Just the messenger here, passing on an opportunity I saw on the GBIF Forum from @kcopas that I thought might be of interest to some iNaturalist users in the academic sphere. AGU is the American Geophysical Union. It’s a huge meeting (tens of thousands of attendees) with huge breadth, including biodiversity and quite a bit of citizen science too.
For those of you whose work sits at the intersection of molecules and morphology, please consider submitting an abstract to a session at the 2019 AGU meeting in San Francisco that GBIF and our partners are organizing.
Session B091 . Putting 'Dark Matter’ Biodiversity on the Map : Crosslinking Metagenomics, Phylogenetics and Specimen Occurrence Data Infrastructures to Advance Scientific Understanding and Policy Relevance of Cryptic Biodiversity
Many organisms like insects, prokaryotes, fungi and viruses, lack formal Linnaean scientific names, inhabiting a huge gap between described species and true global biodiversity. These ‘dark taxa’ are essential to the biosphere, but limited knowledge of their distribution relegates them to the shadows of research and protection policies.
Advances in DNA sequencing and comparative data libraries enable observation and placement of such organisms into operational taxonomic units or directly in the tree of life without Linnaean names.
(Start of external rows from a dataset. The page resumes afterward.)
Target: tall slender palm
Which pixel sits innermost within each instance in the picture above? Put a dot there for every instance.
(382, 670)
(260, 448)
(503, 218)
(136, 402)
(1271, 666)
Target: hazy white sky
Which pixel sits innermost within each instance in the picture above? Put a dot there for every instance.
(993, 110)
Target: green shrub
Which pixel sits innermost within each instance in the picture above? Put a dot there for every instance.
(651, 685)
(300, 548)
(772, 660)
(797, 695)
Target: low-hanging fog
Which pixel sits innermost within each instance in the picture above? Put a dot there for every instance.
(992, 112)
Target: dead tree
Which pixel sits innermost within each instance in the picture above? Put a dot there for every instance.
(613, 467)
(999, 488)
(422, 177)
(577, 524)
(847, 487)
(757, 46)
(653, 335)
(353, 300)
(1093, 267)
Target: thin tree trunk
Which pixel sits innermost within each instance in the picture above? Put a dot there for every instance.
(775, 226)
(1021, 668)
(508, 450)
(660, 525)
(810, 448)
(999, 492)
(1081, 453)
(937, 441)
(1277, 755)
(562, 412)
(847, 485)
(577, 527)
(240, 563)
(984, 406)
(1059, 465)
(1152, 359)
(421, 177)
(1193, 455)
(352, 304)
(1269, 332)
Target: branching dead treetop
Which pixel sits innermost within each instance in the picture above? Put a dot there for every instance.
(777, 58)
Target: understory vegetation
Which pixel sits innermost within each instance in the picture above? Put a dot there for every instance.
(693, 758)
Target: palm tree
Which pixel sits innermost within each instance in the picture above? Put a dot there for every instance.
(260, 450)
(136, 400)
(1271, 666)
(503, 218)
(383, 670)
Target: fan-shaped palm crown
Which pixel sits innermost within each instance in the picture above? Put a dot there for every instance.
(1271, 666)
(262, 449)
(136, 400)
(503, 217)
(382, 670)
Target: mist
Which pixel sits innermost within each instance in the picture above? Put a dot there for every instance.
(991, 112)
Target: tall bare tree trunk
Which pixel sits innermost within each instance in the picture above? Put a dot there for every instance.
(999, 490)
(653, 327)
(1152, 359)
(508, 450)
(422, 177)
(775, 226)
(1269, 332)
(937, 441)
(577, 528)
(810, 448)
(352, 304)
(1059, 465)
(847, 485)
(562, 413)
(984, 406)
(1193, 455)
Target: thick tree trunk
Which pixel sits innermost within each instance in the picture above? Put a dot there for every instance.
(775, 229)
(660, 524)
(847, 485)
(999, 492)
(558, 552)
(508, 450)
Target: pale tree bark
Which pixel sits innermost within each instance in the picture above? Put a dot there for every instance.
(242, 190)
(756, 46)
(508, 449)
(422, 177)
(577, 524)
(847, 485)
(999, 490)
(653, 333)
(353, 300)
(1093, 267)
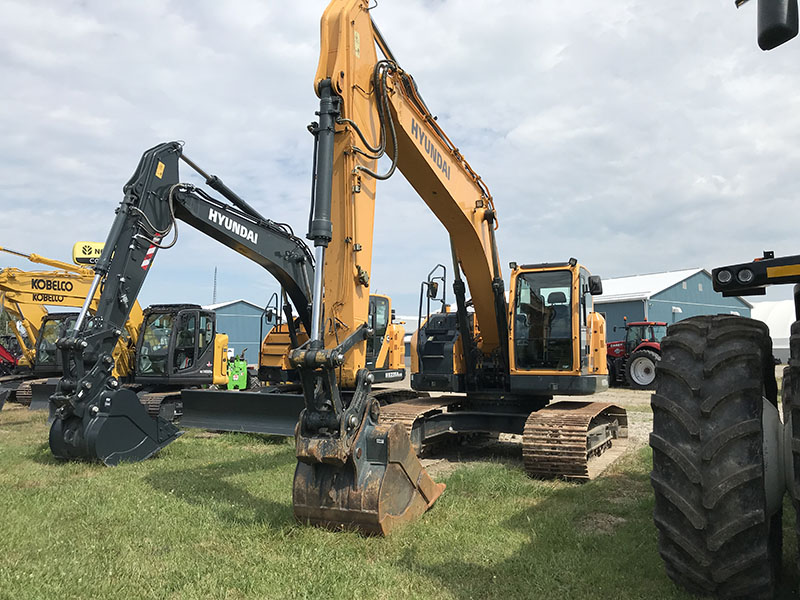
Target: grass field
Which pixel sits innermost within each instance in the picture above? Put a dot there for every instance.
(211, 517)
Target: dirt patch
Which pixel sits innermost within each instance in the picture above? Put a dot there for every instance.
(600, 523)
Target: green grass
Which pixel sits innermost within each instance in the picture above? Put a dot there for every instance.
(211, 517)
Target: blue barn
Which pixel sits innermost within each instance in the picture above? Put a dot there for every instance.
(245, 325)
(669, 297)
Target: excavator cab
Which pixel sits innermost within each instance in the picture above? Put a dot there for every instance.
(557, 341)
(48, 359)
(178, 345)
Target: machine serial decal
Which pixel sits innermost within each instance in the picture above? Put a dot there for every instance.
(232, 226)
(430, 148)
(51, 285)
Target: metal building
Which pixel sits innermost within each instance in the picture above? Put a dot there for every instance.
(669, 297)
(245, 324)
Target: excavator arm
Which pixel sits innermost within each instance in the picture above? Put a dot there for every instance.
(96, 419)
(371, 108)
(24, 294)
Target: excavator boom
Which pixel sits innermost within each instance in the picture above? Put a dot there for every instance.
(96, 418)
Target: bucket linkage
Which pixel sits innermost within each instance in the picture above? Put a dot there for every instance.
(96, 419)
(352, 472)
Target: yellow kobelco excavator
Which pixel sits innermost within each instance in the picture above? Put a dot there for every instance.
(24, 295)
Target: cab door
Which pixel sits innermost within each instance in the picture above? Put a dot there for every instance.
(379, 321)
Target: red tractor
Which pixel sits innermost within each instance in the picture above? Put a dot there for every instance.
(633, 360)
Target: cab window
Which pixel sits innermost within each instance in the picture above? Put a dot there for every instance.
(543, 321)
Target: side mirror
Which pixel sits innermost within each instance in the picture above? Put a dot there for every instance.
(777, 22)
(595, 285)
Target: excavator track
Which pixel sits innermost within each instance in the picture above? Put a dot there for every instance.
(573, 440)
(155, 402)
(407, 412)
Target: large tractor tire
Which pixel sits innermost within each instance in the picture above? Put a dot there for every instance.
(640, 370)
(717, 508)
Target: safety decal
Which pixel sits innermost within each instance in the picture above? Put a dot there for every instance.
(148, 257)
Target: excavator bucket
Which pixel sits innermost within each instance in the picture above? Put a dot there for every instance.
(381, 485)
(117, 429)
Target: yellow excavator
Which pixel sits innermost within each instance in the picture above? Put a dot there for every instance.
(504, 360)
(24, 295)
(357, 467)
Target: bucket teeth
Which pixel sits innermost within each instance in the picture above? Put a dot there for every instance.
(381, 486)
(121, 431)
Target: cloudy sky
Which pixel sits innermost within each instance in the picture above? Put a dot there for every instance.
(637, 136)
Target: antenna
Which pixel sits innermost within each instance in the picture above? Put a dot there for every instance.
(214, 290)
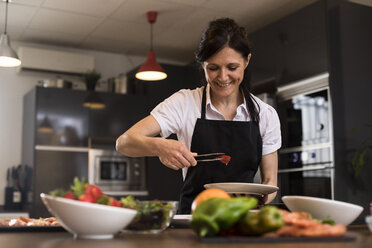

Collaboration between several international infrastructure networks is linking evidence used by biodiversity, phylogenetics and metagenomics research communities. This cross-disciplinary effort increases open biodiversity data on dark taxa, reduces data gaps and biases, and cost-effectively enhances the value of public infrastructure investments.
Combining this data with occurrences from collections, field surveys and citizen science will open unexplored research horizons, improve evidence for policy decisions, contribute toward biodiversity targets and increase scientific understanding of biodiversity.
Click here to submit an abstract for oral or poster contributions to this session. At the top of the page, click the “Submit an abstract to this session ” button below the title.
The deadline for submissions is Wednesday, 31 July at 23:59 EDT.